Arca biblica, Graal, camere segrete delle piramidi: un immaginario pseudo-archeologico sottostante anche alla nostra vicenda, un immaginario in larga misura moderno e che, come scriveva Giuseppe Roma, ha senz’altro contribuito a creare un brand attraente per la città di Cosenza, per la sua identità contemporanea e la sua economia. Gli aspetti più recenti di questa percezione mitica della figura di Alarico sono stati messi in luce da un archeologo importante come Massimiliano Ghilardi nel 2014 sul Giornale di storia

Per Ghilardi ormai si tratta di fare di Alarico una specie di Pinocchio, come avvenuto per il parco a tema di Collodi, in Toscana, o per la casa di Giulietta a Verona, cioè di costruire spazi di identità e di orgoglio. Con un aspetto insolito, però, nel caso del visigoto: la celebrazione di un capo violento, di un “barbaro” diventato, morendo a Cosenza, in pieno Sud, anche lui un po’ uno dei nostri.
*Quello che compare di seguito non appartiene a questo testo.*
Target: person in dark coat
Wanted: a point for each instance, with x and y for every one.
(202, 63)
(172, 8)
A modo suo, un inserto di “barbarie germanica” non più da temere, ma da inseguire e da venerare in tutti i modi, senza che nessuno abbia mai trovato niente – nemmeno un’entusiasta radiestesista francese, che era riuscita a spingere il capo delle SS a viaggiare fino al Busento e a salutare col braccio teso le acque del fiume.   

Il seppellimento di Alarico nel Busento, di Heinrich Leutemann (1824-1905).